Strategi Klarifikasi untuk Edukasi Publik

PRINDONESIA.CO | Kamis, 21/02/2019 | 1.550
Humas pemerintah wajib memberikan klarifikasi dan edukasi
Hendra/PR Indonesia

Jelang kampanye pemilu, kinerja pemerintah kerap menjadi sorotan yang “gampang digoreng” oleh para kandidat atau tim sukses masing-masing paslon. Bagaimana seharusnya humas pemerintah bersikap?

JAKARTA, PRINDONESIA.CO - Seperti yang dialami Kementerian Keuangan (Kemenkeu). Akhir tahun lalu, isu utang luar negeri tiba-tiba mengangkasa. Masyarakat awam yang awalnya tidak tahu menahu, tidak peduli, apalagi paham, jadi bertanya-tanya. “Ada apa?” Jika sudah begini, humas pemerintah yang bersangkutan wajib memberikan klarifikasi dan edukasi.


Menurut Kepala Biro Komunikasi dan Layanan Informasi Kemenkeu Nufransa Wira Sakti yang ditemui di kantornya di Jakarta, Senin (14/1/2019), langkah tersebut bukanlah tindakan reaktif. Sebaliknya, reaksi tersebut dipilih setelah melalui tahap monitoring dan pengukuran seberapa besar isu tersebut berdampak pada masyarakat dan memengaruhi kepercayaan dan reputasi instansi.

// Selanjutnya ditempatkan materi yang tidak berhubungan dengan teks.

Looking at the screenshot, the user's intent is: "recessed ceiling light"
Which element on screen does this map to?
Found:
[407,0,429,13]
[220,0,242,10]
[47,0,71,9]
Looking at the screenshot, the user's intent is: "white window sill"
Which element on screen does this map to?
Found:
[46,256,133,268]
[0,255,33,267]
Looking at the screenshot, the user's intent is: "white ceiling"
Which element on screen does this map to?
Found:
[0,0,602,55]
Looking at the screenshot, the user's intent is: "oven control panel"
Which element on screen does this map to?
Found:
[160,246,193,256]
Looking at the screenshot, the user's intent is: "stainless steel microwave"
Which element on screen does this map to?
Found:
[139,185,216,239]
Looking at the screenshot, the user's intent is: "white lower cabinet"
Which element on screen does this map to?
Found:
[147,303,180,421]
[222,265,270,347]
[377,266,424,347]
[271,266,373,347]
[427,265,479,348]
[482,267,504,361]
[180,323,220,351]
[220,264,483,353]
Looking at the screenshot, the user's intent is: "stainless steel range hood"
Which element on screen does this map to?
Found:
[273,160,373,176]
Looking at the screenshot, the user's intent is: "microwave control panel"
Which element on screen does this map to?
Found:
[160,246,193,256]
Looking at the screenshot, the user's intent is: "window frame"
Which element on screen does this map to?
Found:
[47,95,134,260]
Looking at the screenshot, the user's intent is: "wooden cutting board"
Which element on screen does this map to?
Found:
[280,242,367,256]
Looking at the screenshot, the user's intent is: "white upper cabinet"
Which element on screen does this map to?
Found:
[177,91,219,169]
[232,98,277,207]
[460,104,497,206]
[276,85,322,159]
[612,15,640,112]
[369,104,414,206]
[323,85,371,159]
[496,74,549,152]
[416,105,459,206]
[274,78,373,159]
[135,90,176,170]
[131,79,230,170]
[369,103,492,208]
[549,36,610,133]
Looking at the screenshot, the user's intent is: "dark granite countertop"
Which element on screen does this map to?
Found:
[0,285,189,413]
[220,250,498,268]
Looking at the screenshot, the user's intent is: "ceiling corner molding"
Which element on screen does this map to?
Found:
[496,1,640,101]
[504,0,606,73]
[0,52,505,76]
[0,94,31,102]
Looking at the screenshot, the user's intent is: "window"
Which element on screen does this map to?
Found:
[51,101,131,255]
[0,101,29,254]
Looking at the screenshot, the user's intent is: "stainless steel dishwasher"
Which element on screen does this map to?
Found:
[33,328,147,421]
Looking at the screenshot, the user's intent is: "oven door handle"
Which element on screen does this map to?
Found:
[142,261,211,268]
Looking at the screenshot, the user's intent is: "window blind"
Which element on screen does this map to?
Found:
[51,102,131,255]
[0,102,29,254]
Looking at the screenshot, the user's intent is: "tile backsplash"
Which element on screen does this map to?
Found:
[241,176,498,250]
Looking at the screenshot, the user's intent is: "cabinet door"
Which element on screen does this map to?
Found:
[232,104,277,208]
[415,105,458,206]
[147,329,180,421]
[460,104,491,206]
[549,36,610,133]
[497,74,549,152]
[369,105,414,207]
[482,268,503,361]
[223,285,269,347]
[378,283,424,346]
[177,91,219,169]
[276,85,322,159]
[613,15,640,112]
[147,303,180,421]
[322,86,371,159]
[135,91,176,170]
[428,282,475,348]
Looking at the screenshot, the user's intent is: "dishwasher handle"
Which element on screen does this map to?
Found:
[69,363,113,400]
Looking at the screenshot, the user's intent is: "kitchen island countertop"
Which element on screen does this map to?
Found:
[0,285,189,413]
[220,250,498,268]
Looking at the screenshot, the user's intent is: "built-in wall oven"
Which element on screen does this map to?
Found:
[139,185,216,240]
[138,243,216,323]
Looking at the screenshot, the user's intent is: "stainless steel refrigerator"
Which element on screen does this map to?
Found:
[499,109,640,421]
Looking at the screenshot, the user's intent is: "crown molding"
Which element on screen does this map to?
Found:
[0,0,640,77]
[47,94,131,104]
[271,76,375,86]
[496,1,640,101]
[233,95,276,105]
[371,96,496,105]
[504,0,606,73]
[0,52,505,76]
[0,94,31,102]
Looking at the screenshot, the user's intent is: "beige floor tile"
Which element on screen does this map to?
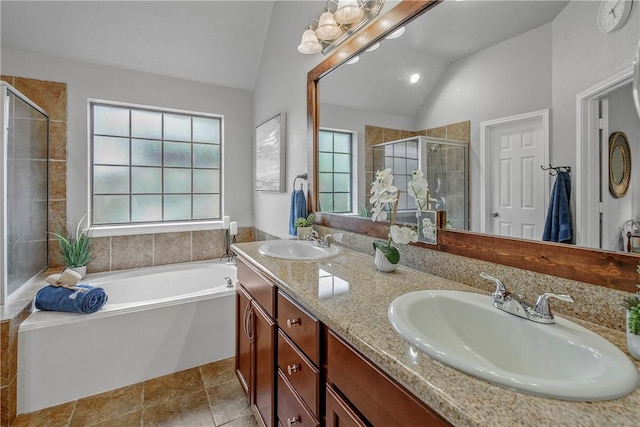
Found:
[207,379,251,426]
[143,390,215,427]
[87,410,142,427]
[200,357,236,388]
[218,415,258,427]
[71,383,143,427]
[11,402,76,427]
[144,368,204,407]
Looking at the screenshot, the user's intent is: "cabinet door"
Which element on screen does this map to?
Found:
[252,303,276,427]
[236,286,254,403]
[326,385,366,427]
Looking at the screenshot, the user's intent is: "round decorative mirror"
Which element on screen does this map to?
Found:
[609,132,631,199]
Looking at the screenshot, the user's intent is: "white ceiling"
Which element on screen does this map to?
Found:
[0,0,278,90]
[320,0,568,117]
[0,0,567,116]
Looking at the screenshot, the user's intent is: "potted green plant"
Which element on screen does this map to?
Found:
[51,215,92,278]
[622,264,640,360]
[295,214,316,240]
[622,215,640,252]
[369,168,426,272]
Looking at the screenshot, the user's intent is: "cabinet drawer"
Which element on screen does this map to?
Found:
[278,292,320,366]
[326,385,367,427]
[278,331,320,416]
[327,331,450,427]
[278,370,320,427]
[238,259,276,318]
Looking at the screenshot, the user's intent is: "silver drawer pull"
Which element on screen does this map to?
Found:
[287,415,300,427]
[287,363,300,375]
[287,317,302,328]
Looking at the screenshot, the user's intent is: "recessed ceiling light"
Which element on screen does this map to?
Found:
[385,27,404,40]
[347,56,360,65]
[365,42,380,52]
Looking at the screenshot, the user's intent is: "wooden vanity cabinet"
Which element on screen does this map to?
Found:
[277,291,323,427]
[327,331,450,427]
[235,260,276,427]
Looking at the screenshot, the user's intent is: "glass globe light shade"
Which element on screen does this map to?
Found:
[298,28,322,55]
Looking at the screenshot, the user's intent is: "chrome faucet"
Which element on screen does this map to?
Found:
[309,230,333,248]
[480,272,575,324]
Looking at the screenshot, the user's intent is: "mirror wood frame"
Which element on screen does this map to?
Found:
[307,0,640,292]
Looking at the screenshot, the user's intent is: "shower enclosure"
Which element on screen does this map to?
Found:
[373,136,469,230]
[0,82,49,305]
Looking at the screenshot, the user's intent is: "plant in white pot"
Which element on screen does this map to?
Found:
[295,214,316,240]
[623,264,640,360]
[51,215,92,278]
[369,168,418,272]
[621,215,640,252]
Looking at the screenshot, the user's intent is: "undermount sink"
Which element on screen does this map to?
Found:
[388,291,638,401]
[258,240,340,261]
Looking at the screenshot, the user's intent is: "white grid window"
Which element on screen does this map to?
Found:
[90,102,222,225]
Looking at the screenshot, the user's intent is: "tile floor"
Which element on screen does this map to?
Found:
[11,358,258,427]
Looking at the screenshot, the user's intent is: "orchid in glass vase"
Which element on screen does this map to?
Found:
[369,168,418,271]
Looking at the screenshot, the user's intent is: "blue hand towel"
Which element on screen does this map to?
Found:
[289,190,307,236]
[35,285,108,313]
[542,172,573,243]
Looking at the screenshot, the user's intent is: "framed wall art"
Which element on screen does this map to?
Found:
[256,113,286,193]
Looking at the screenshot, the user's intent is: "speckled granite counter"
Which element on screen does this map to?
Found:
[233,242,640,426]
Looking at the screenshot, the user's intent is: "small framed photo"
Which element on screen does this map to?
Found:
[256,113,286,193]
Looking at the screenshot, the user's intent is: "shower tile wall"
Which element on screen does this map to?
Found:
[0,75,67,267]
[364,120,471,224]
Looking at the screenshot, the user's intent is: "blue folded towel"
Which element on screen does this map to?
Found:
[35,285,108,313]
[289,190,307,236]
[542,172,573,243]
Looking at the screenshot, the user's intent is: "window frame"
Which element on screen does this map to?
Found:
[87,98,226,237]
[317,127,359,214]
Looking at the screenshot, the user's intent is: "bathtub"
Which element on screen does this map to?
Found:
[17,261,236,414]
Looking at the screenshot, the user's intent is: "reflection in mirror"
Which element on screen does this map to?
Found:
[609,132,631,199]
[316,1,640,254]
[367,136,468,230]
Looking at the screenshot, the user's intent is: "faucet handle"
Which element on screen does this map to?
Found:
[480,271,507,295]
[533,292,576,323]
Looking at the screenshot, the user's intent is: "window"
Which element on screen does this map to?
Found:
[318,129,353,212]
[383,139,419,211]
[90,102,222,225]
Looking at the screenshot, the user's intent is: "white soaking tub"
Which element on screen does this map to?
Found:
[17,261,236,414]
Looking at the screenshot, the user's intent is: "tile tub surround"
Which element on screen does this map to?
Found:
[234,242,640,426]
[87,227,255,273]
[12,358,257,427]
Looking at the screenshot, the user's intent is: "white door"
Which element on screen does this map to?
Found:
[481,110,549,240]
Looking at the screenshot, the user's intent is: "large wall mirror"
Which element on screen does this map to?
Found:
[308,1,640,291]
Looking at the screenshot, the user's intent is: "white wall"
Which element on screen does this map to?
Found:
[414,25,551,231]
[252,1,324,238]
[2,49,253,231]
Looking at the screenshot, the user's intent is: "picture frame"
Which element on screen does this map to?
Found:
[255,113,286,193]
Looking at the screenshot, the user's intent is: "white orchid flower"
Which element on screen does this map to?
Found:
[389,225,418,245]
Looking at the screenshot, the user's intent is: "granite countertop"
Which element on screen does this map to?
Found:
[233,242,640,426]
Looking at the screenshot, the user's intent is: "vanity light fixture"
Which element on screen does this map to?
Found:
[364,42,380,52]
[298,0,384,55]
[334,0,364,24]
[345,56,360,65]
[316,9,342,40]
[385,27,404,40]
[298,25,322,55]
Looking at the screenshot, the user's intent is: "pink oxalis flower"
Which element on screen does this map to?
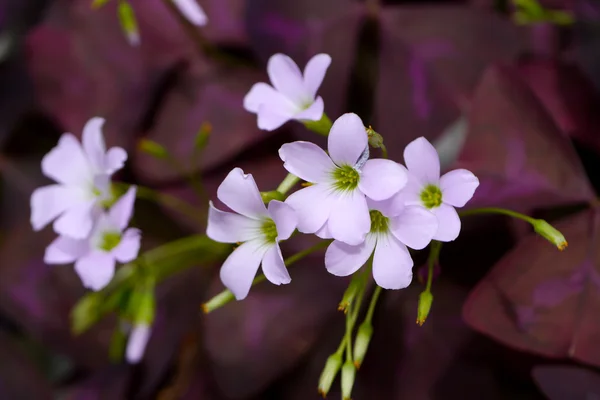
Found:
[325,199,438,289]
[244,54,331,131]
[206,168,297,300]
[173,0,208,26]
[394,137,479,242]
[44,187,141,290]
[279,113,407,245]
[31,117,127,239]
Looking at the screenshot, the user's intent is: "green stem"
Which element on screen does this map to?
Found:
[425,240,442,292]
[277,174,300,194]
[459,207,535,224]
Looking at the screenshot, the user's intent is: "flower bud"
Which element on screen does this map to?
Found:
[342,360,356,400]
[138,139,169,160]
[319,353,342,398]
[532,219,568,251]
[202,290,235,314]
[417,291,433,326]
[352,320,373,369]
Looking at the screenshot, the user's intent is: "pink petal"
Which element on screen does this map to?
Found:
[285,184,333,233]
[206,201,262,243]
[373,235,413,289]
[217,168,269,219]
[327,113,368,166]
[125,324,152,364]
[327,190,371,246]
[304,54,331,97]
[44,236,89,264]
[358,158,408,201]
[440,169,479,207]
[111,228,142,264]
[279,141,336,183]
[173,0,208,26]
[267,54,314,105]
[269,200,298,240]
[108,186,137,231]
[81,117,106,173]
[30,185,84,231]
[75,251,115,291]
[262,243,292,285]
[103,147,127,175]
[431,204,460,242]
[42,133,93,186]
[220,240,269,300]
[294,96,325,121]
[404,137,440,184]
[390,206,438,250]
[53,199,96,239]
[325,235,376,276]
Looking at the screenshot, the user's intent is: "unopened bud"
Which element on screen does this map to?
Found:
[352,321,373,369]
[342,360,356,400]
[138,139,169,159]
[532,219,568,251]
[202,290,235,314]
[319,353,342,398]
[417,291,433,326]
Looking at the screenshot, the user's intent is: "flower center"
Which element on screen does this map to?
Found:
[333,165,360,192]
[369,210,390,233]
[99,232,121,252]
[261,218,277,244]
[421,185,442,209]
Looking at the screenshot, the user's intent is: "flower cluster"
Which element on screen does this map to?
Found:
[207,54,479,300]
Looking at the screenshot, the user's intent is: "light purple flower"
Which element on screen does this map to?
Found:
[279,113,406,245]
[44,187,141,290]
[325,199,438,289]
[394,137,479,242]
[244,54,331,131]
[206,168,297,300]
[125,324,152,364]
[173,0,208,26]
[31,117,127,239]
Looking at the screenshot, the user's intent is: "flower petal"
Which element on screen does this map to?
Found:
[108,186,137,231]
[53,199,96,239]
[44,236,89,264]
[30,185,85,231]
[125,324,152,364]
[431,204,460,242]
[373,235,413,289]
[440,169,479,207]
[267,53,314,105]
[327,190,371,246]
[75,251,115,291]
[262,243,292,285]
[390,206,438,250]
[327,113,368,166]
[173,0,208,26]
[220,240,269,300]
[42,133,93,186]
[217,168,268,219]
[111,228,142,264]
[304,54,331,97]
[81,117,106,172]
[358,158,408,201]
[294,96,325,121]
[206,201,262,243]
[285,184,333,233]
[104,147,127,175]
[279,141,336,183]
[404,137,440,184]
[269,200,298,241]
[325,235,377,276]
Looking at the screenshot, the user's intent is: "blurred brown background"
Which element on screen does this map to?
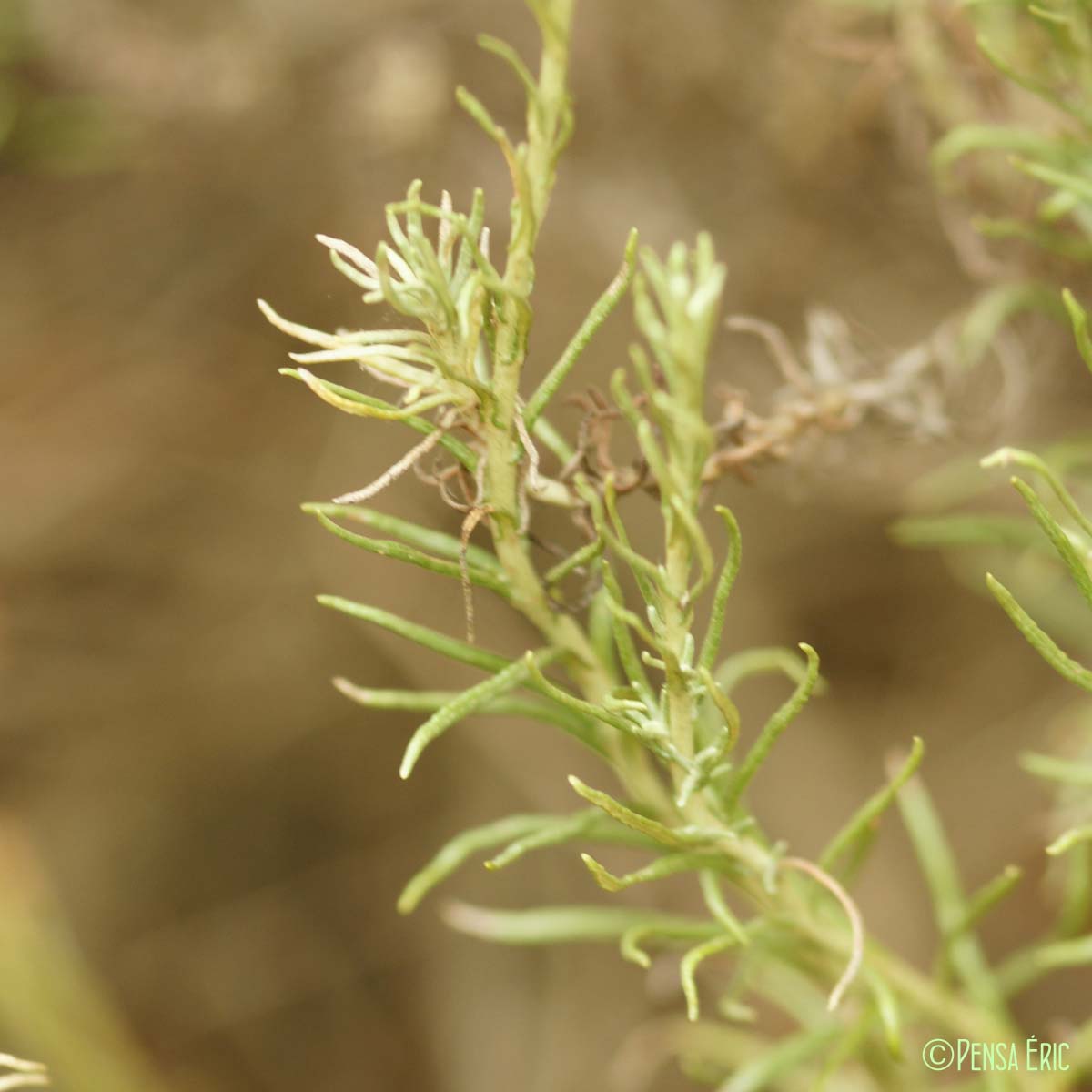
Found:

Klarifikasi dan edukasi dilakukan bukan untuk menunjukkan pro kepada salah satu kandidat yang kebetulan merupakan capres petahana, bukan juga bertujuan menyudutkan kandidat tertentu, dan bukan ajang untuk saling menyalahkan. Maka dari itu, informasi yang disajikan pun harus berdasarkan data dan fakta valid yang kemudian dikemas menarik dan mudah dipahami. Bahkan, tak menutup kemungkinan membuat isu baru yang bernuansa positif. “Sebab bagi kami, siapa pun presiden atau menterinya, kami adalah tetap pegawai Kemenkeu,” ujar pria yang karib disapa Frans itu.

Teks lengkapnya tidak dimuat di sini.